Help! Help! I’ve been sIFRized!

Help! Help! I’ve been sIFRized!

sIFR: Scalable Inman Flash ReplacementFonts have always been a major concern in webdesign, or rather, the lack of fonts. To remedy this, I have recently installed sIFR: Scalable Inman Flash Replacement for all headlines. sIFR replaces all H1’s, H2’s etc with a flash rendition of the text. Naturally you can select any font you have on your computer – giving designers complete typographic control over their headlines. Not to be used as a text replacement for websites, so designers still don’t have 100% control over type – but its very nice and degrades well for non-Flash or Javascript enabled browsers.

The installation process is relatively easy, the directions straightforward. Simply edit a js file, include it in your source and create the font. Font creation involves the use of the Macromedia Flash editor where you simply select the font you want your text to render in – then export the swf. Font creation can even be sped via automatic sIFR font creation through JSFL, Flash’s internal scripting engine. Overall, getting sIFR onto your site is easy – making it look good is slightly harder.

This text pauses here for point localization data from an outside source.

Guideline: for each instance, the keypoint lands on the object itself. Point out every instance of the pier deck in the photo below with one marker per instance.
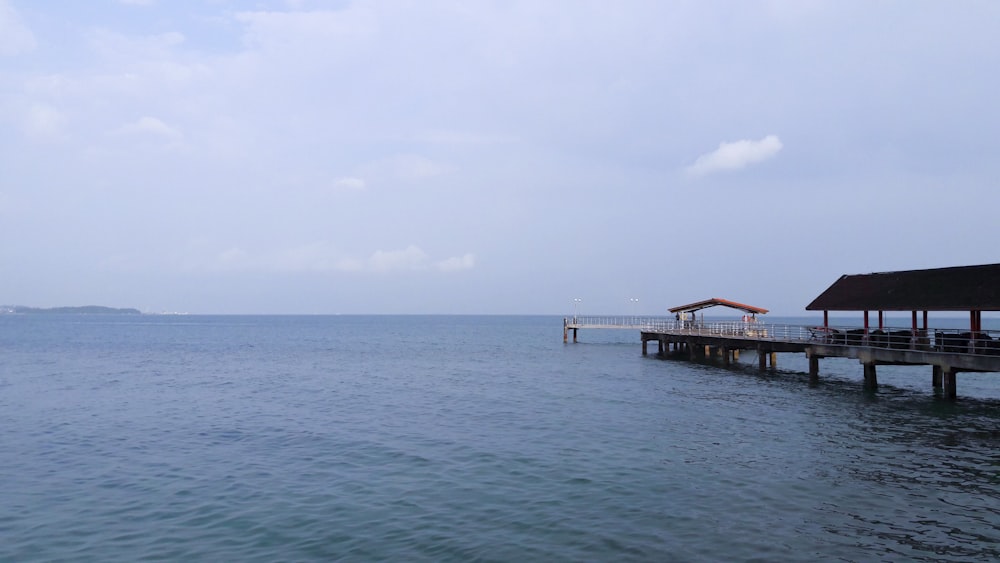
(947, 351)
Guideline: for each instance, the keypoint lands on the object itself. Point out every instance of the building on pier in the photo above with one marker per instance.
(962, 289)
(967, 289)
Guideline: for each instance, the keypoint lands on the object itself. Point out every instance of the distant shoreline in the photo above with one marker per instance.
(84, 310)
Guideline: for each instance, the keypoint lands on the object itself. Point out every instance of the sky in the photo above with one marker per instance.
(489, 157)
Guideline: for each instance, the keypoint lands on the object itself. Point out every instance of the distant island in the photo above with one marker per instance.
(85, 310)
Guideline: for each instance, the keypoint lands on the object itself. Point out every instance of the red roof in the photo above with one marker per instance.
(715, 301)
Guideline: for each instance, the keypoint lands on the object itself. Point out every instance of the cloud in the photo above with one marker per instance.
(457, 263)
(735, 155)
(150, 126)
(409, 258)
(318, 257)
(349, 183)
(44, 122)
(15, 37)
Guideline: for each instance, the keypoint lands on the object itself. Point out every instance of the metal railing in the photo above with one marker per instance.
(955, 341)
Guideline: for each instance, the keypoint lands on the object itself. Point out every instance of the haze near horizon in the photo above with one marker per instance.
(437, 157)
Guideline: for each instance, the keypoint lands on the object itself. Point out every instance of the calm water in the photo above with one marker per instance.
(470, 438)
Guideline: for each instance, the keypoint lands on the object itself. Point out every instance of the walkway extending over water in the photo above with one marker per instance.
(948, 351)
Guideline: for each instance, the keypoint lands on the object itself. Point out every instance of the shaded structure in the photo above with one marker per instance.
(966, 289)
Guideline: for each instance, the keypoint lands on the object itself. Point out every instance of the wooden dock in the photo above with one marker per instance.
(947, 351)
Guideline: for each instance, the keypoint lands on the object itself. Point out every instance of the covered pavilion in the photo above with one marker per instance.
(967, 289)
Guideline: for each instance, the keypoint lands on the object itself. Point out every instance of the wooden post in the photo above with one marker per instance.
(871, 379)
(950, 384)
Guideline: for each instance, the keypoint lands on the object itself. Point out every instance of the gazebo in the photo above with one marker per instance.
(717, 302)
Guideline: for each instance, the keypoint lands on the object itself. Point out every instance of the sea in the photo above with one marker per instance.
(471, 438)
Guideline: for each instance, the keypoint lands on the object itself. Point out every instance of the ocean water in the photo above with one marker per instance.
(465, 438)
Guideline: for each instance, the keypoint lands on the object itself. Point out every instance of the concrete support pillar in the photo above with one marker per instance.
(871, 379)
(950, 384)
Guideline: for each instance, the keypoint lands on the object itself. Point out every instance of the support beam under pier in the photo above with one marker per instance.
(950, 383)
(871, 379)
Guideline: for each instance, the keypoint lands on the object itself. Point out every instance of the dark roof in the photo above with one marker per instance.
(720, 302)
(962, 288)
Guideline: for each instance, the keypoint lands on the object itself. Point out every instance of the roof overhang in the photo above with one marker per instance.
(961, 288)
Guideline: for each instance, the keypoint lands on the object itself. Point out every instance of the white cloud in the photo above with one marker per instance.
(15, 37)
(319, 256)
(44, 122)
(409, 258)
(349, 183)
(735, 155)
(457, 263)
(414, 167)
(150, 126)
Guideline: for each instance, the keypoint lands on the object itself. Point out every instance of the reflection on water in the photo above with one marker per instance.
(308, 438)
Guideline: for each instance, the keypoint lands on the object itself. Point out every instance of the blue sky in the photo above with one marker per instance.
(488, 157)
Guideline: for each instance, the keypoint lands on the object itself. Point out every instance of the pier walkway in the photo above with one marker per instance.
(947, 351)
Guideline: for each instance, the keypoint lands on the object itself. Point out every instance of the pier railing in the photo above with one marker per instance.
(956, 341)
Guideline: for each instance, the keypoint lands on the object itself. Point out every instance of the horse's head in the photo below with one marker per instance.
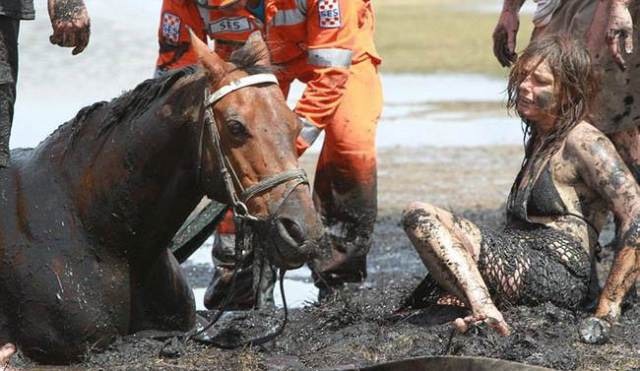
(252, 137)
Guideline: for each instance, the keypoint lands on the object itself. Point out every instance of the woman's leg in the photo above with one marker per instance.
(449, 247)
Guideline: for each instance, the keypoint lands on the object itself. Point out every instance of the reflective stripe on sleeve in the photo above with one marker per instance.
(309, 131)
(288, 17)
(330, 57)
(302, 5)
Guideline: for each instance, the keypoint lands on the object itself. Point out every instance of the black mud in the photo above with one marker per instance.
(357, 329)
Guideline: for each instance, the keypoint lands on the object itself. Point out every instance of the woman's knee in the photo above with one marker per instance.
(417, 215)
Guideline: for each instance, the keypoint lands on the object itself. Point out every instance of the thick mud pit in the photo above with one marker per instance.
(356, 328)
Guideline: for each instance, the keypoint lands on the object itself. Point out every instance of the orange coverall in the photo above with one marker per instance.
(327, 44)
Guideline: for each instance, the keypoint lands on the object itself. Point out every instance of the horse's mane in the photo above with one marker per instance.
(247, 60)
(133, 103)
(125, 108)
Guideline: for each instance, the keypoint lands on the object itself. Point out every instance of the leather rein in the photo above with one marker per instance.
(243, 218)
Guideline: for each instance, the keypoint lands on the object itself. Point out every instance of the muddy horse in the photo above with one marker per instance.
(86, 216)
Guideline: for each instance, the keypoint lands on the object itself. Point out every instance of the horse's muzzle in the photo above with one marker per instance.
(292, 247)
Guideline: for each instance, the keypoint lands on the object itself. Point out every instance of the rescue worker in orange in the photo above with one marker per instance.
(328, 45)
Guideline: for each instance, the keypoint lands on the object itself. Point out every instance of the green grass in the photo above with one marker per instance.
(429, 36)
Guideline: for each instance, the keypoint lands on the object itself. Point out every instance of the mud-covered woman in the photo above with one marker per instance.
(571, 177)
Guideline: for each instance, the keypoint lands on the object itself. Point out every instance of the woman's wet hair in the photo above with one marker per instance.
(571, 66)
(577, 85)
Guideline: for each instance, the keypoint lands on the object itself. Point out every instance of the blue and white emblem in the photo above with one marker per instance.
(329, 11)
(171, 28)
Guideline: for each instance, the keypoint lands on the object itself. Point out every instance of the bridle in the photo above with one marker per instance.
(244, 220)
(230, 177)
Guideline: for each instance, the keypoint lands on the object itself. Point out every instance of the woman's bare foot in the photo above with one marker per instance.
(490, 316)
(6, 351)
(450, 299)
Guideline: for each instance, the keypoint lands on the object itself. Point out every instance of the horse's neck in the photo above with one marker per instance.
(138, 186)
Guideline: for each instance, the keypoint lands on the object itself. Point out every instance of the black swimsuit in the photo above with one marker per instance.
(530, 263)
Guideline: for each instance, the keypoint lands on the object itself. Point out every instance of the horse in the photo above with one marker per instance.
(88, 214)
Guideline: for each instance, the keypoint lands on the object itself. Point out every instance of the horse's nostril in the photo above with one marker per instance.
(293, 229)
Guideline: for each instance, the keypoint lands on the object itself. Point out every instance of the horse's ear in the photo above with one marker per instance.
(256, 43)
(210, 60)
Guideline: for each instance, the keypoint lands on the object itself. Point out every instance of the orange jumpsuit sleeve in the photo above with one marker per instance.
(331, 26)
(176, 17)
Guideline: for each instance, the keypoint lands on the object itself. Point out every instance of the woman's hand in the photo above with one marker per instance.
(504, 37)
(71, 24)
(494, 320)
(619, 32)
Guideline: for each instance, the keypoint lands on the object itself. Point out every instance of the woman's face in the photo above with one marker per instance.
(537, 94)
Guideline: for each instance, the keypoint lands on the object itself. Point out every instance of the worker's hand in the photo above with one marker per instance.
(504, 37)
(619, 32)
(71, 24)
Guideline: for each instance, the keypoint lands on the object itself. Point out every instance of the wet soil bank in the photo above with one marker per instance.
(356, 328)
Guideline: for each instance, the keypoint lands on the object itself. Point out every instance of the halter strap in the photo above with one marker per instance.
(240, 83)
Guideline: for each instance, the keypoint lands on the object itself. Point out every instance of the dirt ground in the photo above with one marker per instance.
(356, 328)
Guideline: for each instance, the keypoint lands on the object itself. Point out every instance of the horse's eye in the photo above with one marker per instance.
(237, 129)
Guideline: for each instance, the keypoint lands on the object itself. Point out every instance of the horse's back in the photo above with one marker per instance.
(56, 282)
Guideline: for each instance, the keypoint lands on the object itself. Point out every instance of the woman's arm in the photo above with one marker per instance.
(602, 169)
(612, 25)
(505, 32)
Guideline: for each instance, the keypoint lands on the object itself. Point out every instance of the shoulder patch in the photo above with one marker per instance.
(329, 11)
(171, 28)
(237, 24)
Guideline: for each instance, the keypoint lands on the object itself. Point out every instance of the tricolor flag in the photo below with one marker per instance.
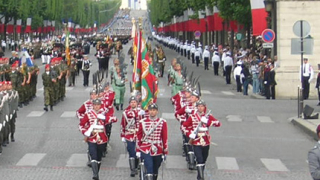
(10, 26)
(28, 27)
(259, 16)
(218, 26)
(18, 26)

The trouble comes in the tuning of your new flashy headlines. Letter spacing, line height, padding, font size etc are all variables that need to be tweaked to get the best looking headlines you can with your font. I spent a good amount of time staring at headlines with cut off bottoms before I finally landed upon the values that worked. You are not styling the flash, but rather a dummy text only version of the headline that is created a split second before displaying the page to the viewer. This dummy version attempts to mimic the flash font’s letter spacing and size so the javascript can accurately determine the real estate to occupy with the flash replacement.


Overall I really like sIFR – its great for someone who wants total control of design. Perhaps less important to others but designers are a particular bunch. While easy to install – its not easy to tune. Probably the biggest drawback is extra time it adds to your page load. This of course depends on your usage and number of headlines it is replacing.

Resources used:
wiki documentation
Not particularly informative but she does hit upon a good practice. It will make it easier on yourself if you first set the letter-spacing and font-size before before tweaking line-height. The line height can drastically alter the size of the box sIFR is trying to replace and skew your letter spacings and font sizes.
Danilo Celic’s Breeze presentation

  • Mark Wubben
    Posted at 08:16h, 11 May

    Hey, thanks for choosing sIFR 🙂 One thing though… you’ve set the `sIFR-hasFlash` class in the HTML source code, and the `sifr.js` file isn’t being loaded 🙂

  • Mark Wubben
    Posted at 08:17h, 11 May

    Oh, and your Flash header ate my CPU. Had to block it…

  • Jefte
    Posted at 09:55h, 11 May

    Thanks for taking a look Mark!

    Yeah, I’m still tweaking it. Left that in there from last nights late night session.

    What kind of system do you run (cpu speed)? Its not like there is a whole lot going on in the animation…

  • Patrick Mawyer
    Posted at 17:39h, 11 May

    my pimp govt laptop runs the flash animation just fine…crappy govt laptops….

  • Mark Wubben
    Posted at 06:39h, 12 May

    1.4 Ghz Windows XP… perhaps my Firefox is having issues.

  • Jefte
    Posted at 09:56h, 12 May

    Thanks for prompting me to address the cpu usage, Mark. I’ve posted a reply to your issue – let me know if it alleviates some of the load. I really am dissappointed when people are forced to turn off my flash, at least now users can stop the tail-wagging. If you are still blocking the flash I have also updated my alternate content to display a raster copy of the flash – not nearly as cool, oh well.